Plasmids and phages - mobile elements in potato rhizosphere metagenomes
Besides functional genes, mobile elements varied between stress treatments: i) Shannon diversity of phages increased under stress (Fig. 6A) and ii) the relative amount of plasmid sequences was less in samples under stressed conditions (Fig. 6B). Interestingly, in rhizosphere metagenomes the Shannon diversity of antibiotic resistance genes on plasmids was higher in stressed compared to non-stressed conditions (Fig. 6C), indicating a selective advantage of bacterial plasmids harbouring antibiotic resistance genes. In total of 7010 phages detected in rhizosphere metagenomes, three were more abundant in non-stressed and 49 in stressed conditions (Supplemental Table 13A). Similarly, of 1535 plasmids detected in rhizosphere metagenomes, 49 were more abundant in non-stressed and 104 more abundant in stressed conditions (Supplemental Table 13B). Noticeably, 68 of the 104 taxa in which plasmids were more abundant under stress conditions belonged to Streptomyces. Most plasmids changed in the same ratio as bacteria (Figure D, diagonal line) but some plasmids were more abundant in rhizospheres of one stress condition although the bacterial abundance did not change (Fig. 6D, vertical line).

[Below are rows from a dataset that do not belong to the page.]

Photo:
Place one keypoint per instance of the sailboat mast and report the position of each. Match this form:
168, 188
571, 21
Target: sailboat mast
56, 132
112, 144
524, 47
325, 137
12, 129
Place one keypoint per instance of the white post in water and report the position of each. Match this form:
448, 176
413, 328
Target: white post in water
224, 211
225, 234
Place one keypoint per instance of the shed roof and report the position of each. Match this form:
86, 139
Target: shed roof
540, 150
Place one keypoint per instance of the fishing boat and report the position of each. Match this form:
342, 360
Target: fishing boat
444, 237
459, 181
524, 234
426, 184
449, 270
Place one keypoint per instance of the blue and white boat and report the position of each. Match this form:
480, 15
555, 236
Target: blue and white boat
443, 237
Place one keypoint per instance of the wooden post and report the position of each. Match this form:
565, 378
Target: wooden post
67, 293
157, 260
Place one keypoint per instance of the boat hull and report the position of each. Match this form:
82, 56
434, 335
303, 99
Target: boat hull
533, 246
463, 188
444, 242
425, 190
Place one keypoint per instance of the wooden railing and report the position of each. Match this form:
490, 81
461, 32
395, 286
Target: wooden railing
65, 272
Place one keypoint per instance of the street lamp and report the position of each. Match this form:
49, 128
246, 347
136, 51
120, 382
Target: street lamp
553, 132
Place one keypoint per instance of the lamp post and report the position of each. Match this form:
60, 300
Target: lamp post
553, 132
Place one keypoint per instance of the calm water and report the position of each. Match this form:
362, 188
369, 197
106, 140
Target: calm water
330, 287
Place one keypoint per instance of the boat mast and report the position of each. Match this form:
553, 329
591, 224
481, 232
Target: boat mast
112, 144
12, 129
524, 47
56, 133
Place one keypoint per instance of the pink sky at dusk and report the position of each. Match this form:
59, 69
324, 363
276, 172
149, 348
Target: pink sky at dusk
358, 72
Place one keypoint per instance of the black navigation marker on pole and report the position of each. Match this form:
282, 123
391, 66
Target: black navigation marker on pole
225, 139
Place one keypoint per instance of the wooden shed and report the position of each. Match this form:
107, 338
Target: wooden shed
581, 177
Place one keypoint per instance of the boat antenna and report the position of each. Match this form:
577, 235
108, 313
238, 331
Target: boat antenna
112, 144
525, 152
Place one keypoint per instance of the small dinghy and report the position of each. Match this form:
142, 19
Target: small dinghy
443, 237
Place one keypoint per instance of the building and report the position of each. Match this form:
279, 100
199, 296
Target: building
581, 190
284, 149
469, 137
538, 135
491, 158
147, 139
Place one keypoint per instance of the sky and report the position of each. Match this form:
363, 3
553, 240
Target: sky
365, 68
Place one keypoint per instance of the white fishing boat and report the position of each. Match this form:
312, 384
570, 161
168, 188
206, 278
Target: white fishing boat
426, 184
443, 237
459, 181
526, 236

In addition, we observed differences in mobile elements between the genotypes under stress: i) the relative number of phages (Fig. 6B) and ii) the diversity of plasmids (Fig. 6A) was higher in metagenomes of the poorly performing genotype Desirée compared to Stirling. One hundred and six phages and 10 plasmids were more abundant in Desirée rhizosphere metagenomes (Supplemental Table 14). Three bacterial taxa, Cupriavidus nantongensis, Enterobacter asburiae and Lactobacillus plantarum, had a higher portion of plasmids despite minor changes in their whole genomes (Fig. 6E, vertical line). In rhizosphere metagenomes of Stirling compared to Desirée, 37 phages and 67 plasmids were more abundant. This included the plasmids of four Xanthomonas species (Supplemental Table 14). Two bacterial taxa, Labrenzia sp. THAF35 and Trichormus variabilis had a higher portion of plasmids despite minor changes in their whole genomes (Fig. 6E, vertical line). But in general, most plasmids were co-enriched with their bacterial hosts (Fig. 6DE, diagonal line). For phages no exact host ID is available.